Bound And Gagged: Pornography and the Politics of Fantasy in America
- Author: Laura Kipnis
- Publisher: Duke University Press
- Publication date: 1996
- Pages: 226
- ISBN: 0-8223-2343-5
- OCLC: 255263903

= Bound and Gagged: Pornography and the Politics of Fantasy in America =

1996 book by Laura Kipnis

Bound And Gagged: Pornography and the Politics of Fantasy in America is a 1996 book by Laura Kipnis. It attempts to approach pornography in a new way, focusing not on whether pornography is a serious social ill, but rather on its nature and what its function and meaning might be in the lives of its audience as well as the lives of those who seek to ban or suppress it.

The book is divided into five sections, each of which can stand more or less independently as individual essays:

1. "Fantasy In America: The United States v. Daniel Thomas DePew" presents an account of the first computer bulletin board entrapment case, in which Daniel DePew is convicted of conspiring to make a snuff film and sentenced to thirty-three years in prison even though there was little evidence that his "plans" were anything other than kinky sexual fantasy.
2. "Clothes Make The Man" is a look at transvestite pornography, specifically the self-portrait personal advertisements, comparing them to the more "respectable" work of photographer Cindy Sherman.
3. "Life In The Fat Lane" is about fat fetish pornography and contemporary American culture's anxiety and hypocrisy about fat and desire. She argues that pornography featuring obese subjects is a revolt against the cultural aesthetic of thinness.
4. "Disgust And Desire: Hustler Magazine" discusses Larry Flynt's use of pornography as a political, class-conscious act. It also examines feminists' disgust with Hustler and similar magazines because they are class-based.
5. "How To Look At Pornography," the book's conclusion, discusses (among other things) the marriage of anti-pornography writer Catharine MacKinnon and anti-psychoanalytic writer Jeffrey Masson.

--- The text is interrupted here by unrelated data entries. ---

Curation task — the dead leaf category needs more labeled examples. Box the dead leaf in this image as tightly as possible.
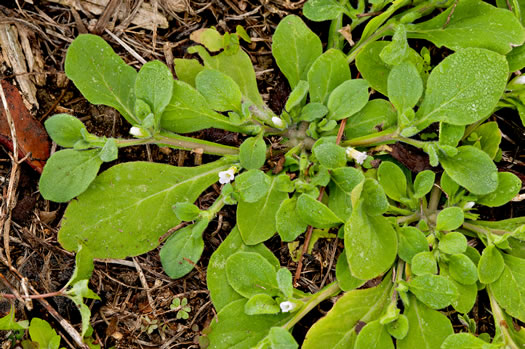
[0,80,50,173]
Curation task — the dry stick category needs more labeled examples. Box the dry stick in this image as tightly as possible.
[0,80,19,267]
[132,257,157,316]
[293,118,348,286]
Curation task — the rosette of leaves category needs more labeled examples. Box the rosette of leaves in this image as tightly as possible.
[38,1,525,347]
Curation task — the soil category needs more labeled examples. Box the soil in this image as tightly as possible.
[0,1,523,348]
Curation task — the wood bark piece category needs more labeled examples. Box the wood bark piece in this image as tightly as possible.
[0,24,38,108]
[48,0,169,30]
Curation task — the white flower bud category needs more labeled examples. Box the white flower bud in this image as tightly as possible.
[464,201,475,209]
[271,116,285,129]
[346,147,368,165]
[129,126,148,138]
[279,301,296,313]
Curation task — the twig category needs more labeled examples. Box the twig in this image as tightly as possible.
[320,236,339,289]
[104,28,147,64]
[0,80,19,267]
[132,257,157,316]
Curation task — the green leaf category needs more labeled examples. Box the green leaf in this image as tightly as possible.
[439,123,464,148]
[29,318,61,349]
[285,80,309,111]
[207,299,290,348]
[336,250,366,291]
[276,268,293,298]
[135,60,173,122]
[65,34,137,124]
[39,149,103,203]
[226,252,279,298]
[276,198,307,242]
[407,274,458,309]
[397,296,453,349]
[303,0,345,21]
[441,333,500,349]
[508,44,525,72]
[411,251,437,275]
[190,28,224,52]
[308,49,351,104]
[327,79,369,120]
[244,294,280,315]
[196,69,242,112]
[345,200,397,280]
[477,172,522,207]
[99,138,118,163]
[272,15,322,89]
[67,245,95,286]
[439,146,499,195]
[329,167,364,221]
[44,114,86,148]
[173,202,200,221]
[344,99,397,139]
[398,227,429,263]
[268,327,298,349]
[0,307,28,330]
[436,207,464,231]
[415,49,508,128]
[378,161,407,201]
[439,232,468,254]
[190,45,264,107]
[413,170,435,199]
[302,276,392,349]
[207,227,280,312]
[296,193,343,228]
[469,121,501,159]
[441,265,477,314]
[448,253,478,285]
[239,137,266,170]
[300,103,328,122]
[174,58,204,87]
[161,80,243,133]
[478,245,505,284]
[490,254,525,322]
[387,61,423,112]
[238,175,288,244]
[160,220,207,279]
[234,170,270,203]
[312,142,347,169]
[355,320,394,349]
[356,41,425,96]
[386,315,409,340]
[359,178,389,216]
[58,157,233,258]
[380,24,409,66]
[440,171,459,199]
[406,0,525,55]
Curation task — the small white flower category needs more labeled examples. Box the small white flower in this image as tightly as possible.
[279,301,296,313]
[464,201,475,209]
[271,116,284,128]
[218,167,236,184]
[129,126,147,138]
[346,147,368,165]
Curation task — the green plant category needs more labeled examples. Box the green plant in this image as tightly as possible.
[170,297,192,320]
[35,0,525,347]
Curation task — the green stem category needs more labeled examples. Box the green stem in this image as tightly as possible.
[396,212,420,225]
[342,128,398,147]
[487,287,520,349]
[427,185,441,212]
[388,205,414,216]
[282,282,341,330]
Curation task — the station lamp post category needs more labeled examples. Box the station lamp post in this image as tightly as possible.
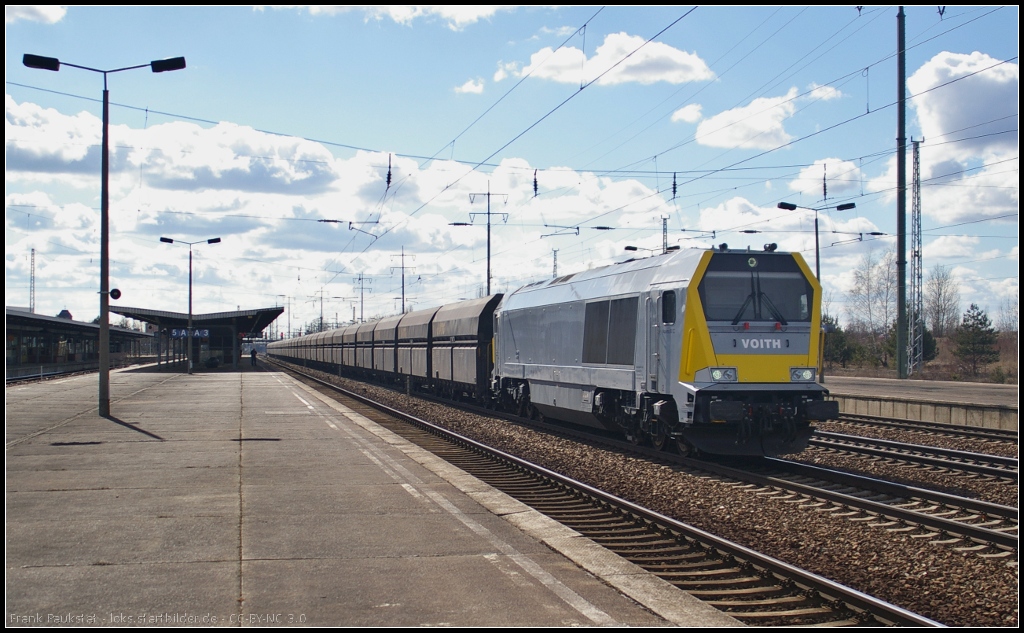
[23,53,186,417]
[777,202,856,279]
[160,237,221,374]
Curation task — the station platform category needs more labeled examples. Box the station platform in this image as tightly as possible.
[5,363,739,627]
[822,376,1018,431]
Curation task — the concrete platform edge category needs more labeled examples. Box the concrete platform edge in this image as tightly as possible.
[291,376,744,627]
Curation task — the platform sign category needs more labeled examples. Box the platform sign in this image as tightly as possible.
[171,328,210,338]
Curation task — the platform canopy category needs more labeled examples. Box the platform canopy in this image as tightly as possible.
[110,306,283,338]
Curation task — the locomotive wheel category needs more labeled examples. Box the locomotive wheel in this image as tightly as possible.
[623,421,641,445]
[651,426,668,451]
[674,438,692,457]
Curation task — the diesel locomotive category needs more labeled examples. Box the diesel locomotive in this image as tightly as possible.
[268,245,839,456]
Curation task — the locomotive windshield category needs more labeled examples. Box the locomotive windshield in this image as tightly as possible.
[698,254,813,323]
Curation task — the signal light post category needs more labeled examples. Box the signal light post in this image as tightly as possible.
[23,53,186,416]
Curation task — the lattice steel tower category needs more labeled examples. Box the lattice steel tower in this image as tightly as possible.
[30,248,36,313]
[908,140,924,374]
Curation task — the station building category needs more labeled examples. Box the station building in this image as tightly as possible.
[5,307,152,380]
[110,305,284,370]
[5,305,284,378]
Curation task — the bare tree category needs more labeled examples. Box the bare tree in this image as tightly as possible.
[995,294,1018,336]
[924,265,961,337]
[995,294,1018,373]
[845,248,898,365]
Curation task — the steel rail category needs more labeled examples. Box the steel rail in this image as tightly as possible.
[810,432,1018,479]
[837,412,1018,442]
[686,457,1018,550]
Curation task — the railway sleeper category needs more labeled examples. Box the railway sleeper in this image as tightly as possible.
[671,576,778,588]
[686,585,788,598]
[639,563,744,575]
[729,606,840,618]
[629,552,707,564]
[705,595,819,607]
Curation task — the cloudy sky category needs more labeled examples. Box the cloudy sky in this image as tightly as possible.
[5,5,1018,335]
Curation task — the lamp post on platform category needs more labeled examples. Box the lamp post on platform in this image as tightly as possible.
[777,202,856,280]
[625,245,680,256]
[160,237,221,374]
[23,53,186,416]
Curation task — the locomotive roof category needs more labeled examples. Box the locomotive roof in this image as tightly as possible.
[498,247,709,311]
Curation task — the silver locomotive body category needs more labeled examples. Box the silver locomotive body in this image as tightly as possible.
[270,246,838,457]
[492,247,837,456]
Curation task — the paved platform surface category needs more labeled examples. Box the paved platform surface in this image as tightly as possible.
[6,363,740,627]
[822,375,1018,408]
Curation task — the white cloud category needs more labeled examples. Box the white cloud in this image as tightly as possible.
[493,61,520,83]
[808,83,842,101]
[6,5,66,24]
[277,5,513,30]
[5,98,342,196]
[788,158,864,196]
[5,96,99,171]
[518,32,714,86]
[868,52,1019,224]
[671,104,702,124]
[539,25,578,38]
[908,51,1018,163]
[695,88,799,150]
[454,78,485,94]
[923,235,981,260]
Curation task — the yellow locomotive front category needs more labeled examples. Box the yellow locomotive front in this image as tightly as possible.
[676,247,838,456]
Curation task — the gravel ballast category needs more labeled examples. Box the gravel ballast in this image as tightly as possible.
[305,369,1019,627]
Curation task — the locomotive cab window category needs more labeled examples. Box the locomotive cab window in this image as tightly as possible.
[698,254,813,323]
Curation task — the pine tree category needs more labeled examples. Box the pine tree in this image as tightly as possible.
[953,304,999,377]
[822,313,852,368]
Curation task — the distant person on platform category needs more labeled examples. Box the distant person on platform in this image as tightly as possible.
[251,349,257,367]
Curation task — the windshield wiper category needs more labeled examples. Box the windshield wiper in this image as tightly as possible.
[731,293,755,325]
[759,292,788,325]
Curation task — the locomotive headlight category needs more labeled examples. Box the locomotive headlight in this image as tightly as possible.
[710,367,738,382]
[790,367,816,382]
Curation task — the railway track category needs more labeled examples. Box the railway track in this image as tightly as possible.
[504,419,1019,555]
[277,360,940,627]
[482,407,1020,556]
[702,457,1017,555]
[836,412,1018,444]
[810,431,1019,481]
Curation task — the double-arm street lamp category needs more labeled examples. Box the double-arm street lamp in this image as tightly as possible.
[777,201,856,279]
[625,244,680,256]
[160,237,221,374]
[23,53,186,416]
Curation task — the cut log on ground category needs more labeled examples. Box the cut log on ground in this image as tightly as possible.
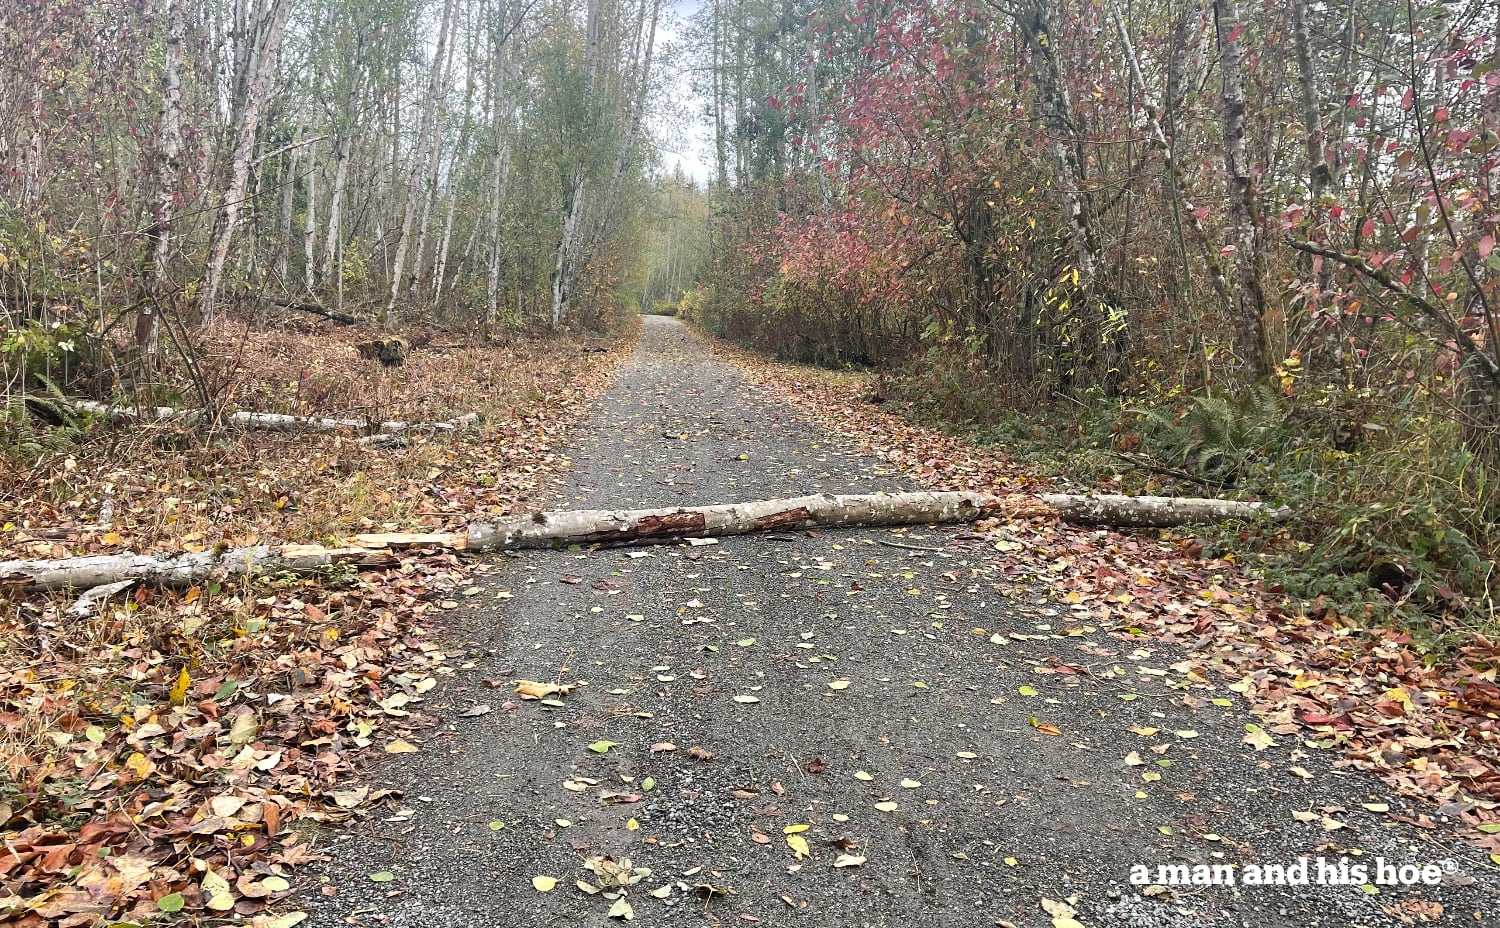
[58,400,479,436]
[1,492,1286,594]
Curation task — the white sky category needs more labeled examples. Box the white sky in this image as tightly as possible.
[653,0,714,183]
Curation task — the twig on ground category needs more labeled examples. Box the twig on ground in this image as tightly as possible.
[876,539,948,553]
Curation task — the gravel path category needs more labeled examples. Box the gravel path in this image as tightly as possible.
[310,317,1495,928]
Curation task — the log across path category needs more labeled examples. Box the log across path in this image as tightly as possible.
[2,491,1286,593]
[299,317,1492,927]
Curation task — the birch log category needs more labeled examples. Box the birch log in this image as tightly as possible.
[1,536,459,594]
[464,491,1286,552]
[63,401,479,435]
[1,492,1287,593]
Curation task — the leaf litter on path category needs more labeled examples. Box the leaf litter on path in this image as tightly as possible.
[720,339,1500,845]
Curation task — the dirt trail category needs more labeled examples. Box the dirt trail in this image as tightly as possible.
[310,317,1494,928]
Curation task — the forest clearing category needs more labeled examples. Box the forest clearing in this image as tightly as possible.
[3,0,1500,926]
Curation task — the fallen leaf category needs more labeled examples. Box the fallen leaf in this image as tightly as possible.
[532,875,558,892]
[607,897,634,919]
[514,680,572,700]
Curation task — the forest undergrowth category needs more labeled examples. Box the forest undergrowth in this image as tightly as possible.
[0,312,636,926]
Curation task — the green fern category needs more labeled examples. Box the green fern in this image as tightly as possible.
[1133,385,1287,481]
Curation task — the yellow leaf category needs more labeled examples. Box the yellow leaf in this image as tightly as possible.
[626,818,639,831]
[385,739,419,754]
[786,835,810,859]
[532,875,558,892]
[101,531,123,546]
[169,667,192,706]
[125,751,155,781]
[783,823,810,834]
[202,869,234,911]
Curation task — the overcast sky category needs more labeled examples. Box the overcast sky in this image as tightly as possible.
[653,0,714,183]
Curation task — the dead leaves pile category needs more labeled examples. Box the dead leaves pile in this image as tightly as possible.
[725,343,1500,848]
[0,554,478,925]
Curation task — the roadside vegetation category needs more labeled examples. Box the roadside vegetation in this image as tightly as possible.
[675,0,1500,640]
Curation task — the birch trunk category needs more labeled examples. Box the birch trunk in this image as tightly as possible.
[140,0,186,357]
[548,0,601,329]
[589,0,660,255]
[1212,0,1270,378]
[275,139,297,283]
[1014,0,1098,290]
[466,492,1287,552]
[320,135,349,284]
[302,135,318,290]
[551,173,588,329]
[63,400,479,435]
[199,0,292,320]
[431,20,474,307]
[1288,0,1331,202]
[388,0,457,317]
[484,5,514,325]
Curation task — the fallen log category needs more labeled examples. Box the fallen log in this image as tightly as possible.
[62,401,479,436]
[464,491,1286,552]
[1,492,1286,593]
[272,298,358,324]
[0,537,459,594]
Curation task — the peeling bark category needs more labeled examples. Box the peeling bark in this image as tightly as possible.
[464,491,1287,552]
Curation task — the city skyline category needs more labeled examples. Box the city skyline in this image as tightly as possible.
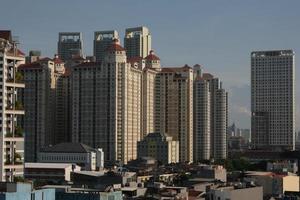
[1,0,300,129]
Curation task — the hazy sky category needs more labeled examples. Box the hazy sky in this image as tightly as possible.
[1,0,299,129]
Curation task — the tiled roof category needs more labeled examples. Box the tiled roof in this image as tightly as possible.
[0,30,11,41]
[127,56,143,63]
[41,142,95,153]
[202,73,214,80]
[161,64,192,73]
[6,49,25,57]
[145,50,160,61]
[106,39,125,52]
[74,62,101,68]
[18,62,43,70]
[53,57,63,64]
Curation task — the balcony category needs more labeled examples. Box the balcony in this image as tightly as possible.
[6,101,25,115]
[6,72,25,88]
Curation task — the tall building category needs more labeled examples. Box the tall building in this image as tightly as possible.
[58,32,83,61]
[251,50,295,151]
[156,65,194,163]
[94,30,119,62]
[19,59,56,162]
[0,30,25,181]
[124,26,151,59]
[71,39,143,164]
[193,65,228,161]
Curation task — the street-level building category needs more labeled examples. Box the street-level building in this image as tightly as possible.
[137,132,179,164]
[38,142,104,170]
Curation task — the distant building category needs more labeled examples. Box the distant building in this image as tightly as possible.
[58,32,83,61]
[25,50,41,63]
[193,65,228,161]
[137,133,179,164]
[38,143,104,170]
[19,59,56,162]
[24,162,81,182]
[267,160,298,174]
[124,26,151,59]
[0,30,26,181]
[94,30,119,62]
[206,184,263,200]
[251,50,295,151]
[71,39,143,164]
[245,171,300,197]
[194,165,227,182]
[0,182,55,200]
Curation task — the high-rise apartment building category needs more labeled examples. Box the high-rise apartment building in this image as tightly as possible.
[94,30,119,62]
[58,32,83,61]
[71,39,143,164]
[19,59,56,162]
[0,30,25,181]
[124,26,151,59]
[193,65,228,161]
[251,50,295,151]
[156,65,194,163]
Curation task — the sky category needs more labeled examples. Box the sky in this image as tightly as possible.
[1,0,300,130]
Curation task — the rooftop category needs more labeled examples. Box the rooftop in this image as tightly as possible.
[41,142,95,153]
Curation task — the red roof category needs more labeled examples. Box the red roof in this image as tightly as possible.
[106,39,125,52]
[0,30,12,41]
[202,73,214,80]
[74,62,101,68]
[6,49,25,57]
[53,57,63,64]
[18,62,43,70]
[127,56,143,63]
[145,50,160,61]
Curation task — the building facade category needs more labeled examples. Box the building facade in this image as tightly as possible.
[193,66,228,161]
[0,30,25,181]
[94,30,119,62]
[251,50,295,151]
[124,26,151,59]
[19,59,56,162]
[58,32,83,61]
[71,39,143,164]
[137,132,179,164]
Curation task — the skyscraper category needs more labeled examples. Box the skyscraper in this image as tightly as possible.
[0,30,25,181]
[193,65,228,161]
[156,65,194,162]
[251,50,295,151]
[19,59,56,162]
[71,39,143,164]
[124,26,151,59]
[58,32,83,61]
[94,30,119,62]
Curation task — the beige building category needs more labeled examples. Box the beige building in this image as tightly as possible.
[156,65,194,163]
[193,66,228,161]
[124,26,151,59]
[137,132,179,164]
[71,39,143,164]
[0,31,25,181]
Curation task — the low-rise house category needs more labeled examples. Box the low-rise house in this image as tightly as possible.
[0,182,55,200]
[206,184,263,200]
[38,142,104,170]
[24,162,81,183]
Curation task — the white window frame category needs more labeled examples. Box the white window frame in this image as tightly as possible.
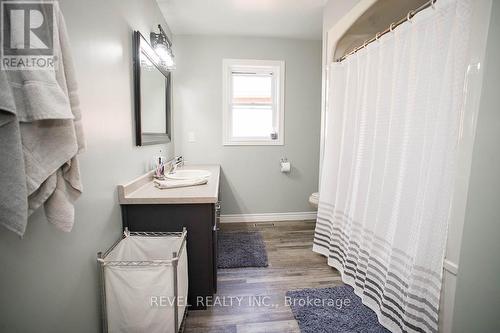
[222,59,285,146]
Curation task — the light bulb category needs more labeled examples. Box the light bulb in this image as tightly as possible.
[154,44,175,68]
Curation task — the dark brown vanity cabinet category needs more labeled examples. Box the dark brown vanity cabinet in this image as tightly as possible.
[121,202,219,309]
[117,165,221,310]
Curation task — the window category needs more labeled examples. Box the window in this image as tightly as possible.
[223,59,285,145]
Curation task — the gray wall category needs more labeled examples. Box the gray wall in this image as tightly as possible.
[0,0,174,331]
[452,2,500,332]
[173,36,322,214]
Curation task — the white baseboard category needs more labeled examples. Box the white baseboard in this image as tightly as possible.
[220,211,317,223]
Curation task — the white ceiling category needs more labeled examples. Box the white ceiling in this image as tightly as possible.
[156,0,327,40]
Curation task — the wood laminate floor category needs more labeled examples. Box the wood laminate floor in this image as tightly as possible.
[183,221,342,333]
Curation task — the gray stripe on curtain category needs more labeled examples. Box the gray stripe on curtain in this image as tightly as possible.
[314,238,438,333]
[313,233,440,321]
[316,215,442,287]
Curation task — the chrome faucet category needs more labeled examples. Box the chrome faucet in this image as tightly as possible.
[167,156,184,174]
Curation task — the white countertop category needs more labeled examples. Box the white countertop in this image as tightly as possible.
[118,164,220,204]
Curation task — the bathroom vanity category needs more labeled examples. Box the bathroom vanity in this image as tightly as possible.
[118,165,220,310]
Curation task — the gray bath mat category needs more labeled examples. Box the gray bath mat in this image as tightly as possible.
[286,285,390,333]
[217,231,268,268]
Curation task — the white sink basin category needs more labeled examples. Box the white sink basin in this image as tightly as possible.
[166,169,211,180]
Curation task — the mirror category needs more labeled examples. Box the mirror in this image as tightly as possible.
[133,31,171,146]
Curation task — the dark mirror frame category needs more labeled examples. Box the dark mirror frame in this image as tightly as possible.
[133,30,172,146]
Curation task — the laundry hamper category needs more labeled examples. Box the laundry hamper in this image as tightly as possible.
[97,228,188,333]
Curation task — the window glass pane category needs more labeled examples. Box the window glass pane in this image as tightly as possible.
[232,105,273,138]
[232,74,272,104]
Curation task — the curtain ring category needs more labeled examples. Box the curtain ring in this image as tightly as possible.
[375,32,381,42]
[407,10,415,22]
[431,0,436,9]
[389,22,396,32]
[363,40,368,48]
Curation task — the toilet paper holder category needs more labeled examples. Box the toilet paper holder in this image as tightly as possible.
[280,157,291,173]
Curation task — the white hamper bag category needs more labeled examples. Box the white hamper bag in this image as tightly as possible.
[98,229,188,333]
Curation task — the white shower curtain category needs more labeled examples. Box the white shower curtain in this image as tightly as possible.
[313,0,474,332]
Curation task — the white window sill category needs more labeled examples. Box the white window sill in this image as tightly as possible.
[223,139,284,146]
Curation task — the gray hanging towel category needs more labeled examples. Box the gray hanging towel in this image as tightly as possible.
[0,70,28,236]
[2,3,85,235]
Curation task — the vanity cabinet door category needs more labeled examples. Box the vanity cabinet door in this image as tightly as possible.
[121,203,214,310]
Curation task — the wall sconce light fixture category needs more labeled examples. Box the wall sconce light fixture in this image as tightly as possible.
[150,24,175,69]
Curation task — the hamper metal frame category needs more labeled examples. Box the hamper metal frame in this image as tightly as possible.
[97,227,187,333]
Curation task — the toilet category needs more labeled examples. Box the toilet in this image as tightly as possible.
[309,192,319,209]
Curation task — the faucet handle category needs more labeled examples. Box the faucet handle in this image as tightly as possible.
[175,156,184,167]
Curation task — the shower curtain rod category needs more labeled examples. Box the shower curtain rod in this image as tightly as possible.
[335,0,437,62]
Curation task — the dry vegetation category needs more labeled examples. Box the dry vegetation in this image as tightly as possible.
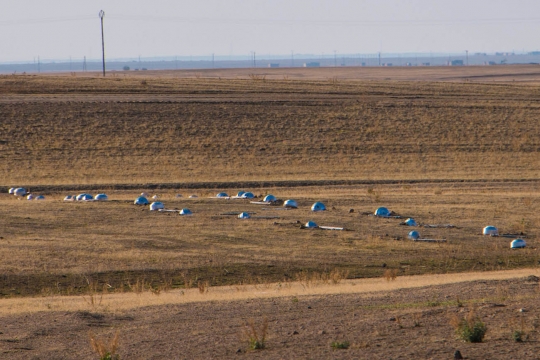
[1,68,540,358]
[0,183,539,298]
[2,69,540,185]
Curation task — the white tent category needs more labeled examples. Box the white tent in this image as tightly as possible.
[94,194,108,201]
[311,202,326,212]
[374,207,391,217]
[64,195,74,201]
[189,195,198,198]
[141,192,149,197]
[179,208,193,216]
[263,194,277,202]
[152,195,159,199]
[13,188,26,197]
[134,196,149,205]
[149,202,165,211]
[304,220,318,228]
[238,212,251,219]
[35,195,45,200]
[8,188,14,194]
[483,226,498,236]
[284,199,298,209]
[408,230,420,240]
[27,194,34,200]
[511,239,526,249]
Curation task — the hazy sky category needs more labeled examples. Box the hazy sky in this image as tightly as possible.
[2,0,539,62]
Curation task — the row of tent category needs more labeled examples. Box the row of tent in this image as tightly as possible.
[6,188,529,249]
[9,188,45,200]
[64,193,109,201]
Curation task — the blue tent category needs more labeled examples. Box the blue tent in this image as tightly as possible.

Kipnis rejects the more militant anti-pornography views expressed by feminists such as Andrea Dworkin and dismisses the conservative movement to exempt pornography from First Amendment protection. She sets out her view that pornography is a legitimate cultural expression which exposes class prejudices and sexual hypocrisy while it deliberately seeks to transcend taboos. The book involves themes including Freudian analysis, consumer capitalism, and societal taboos.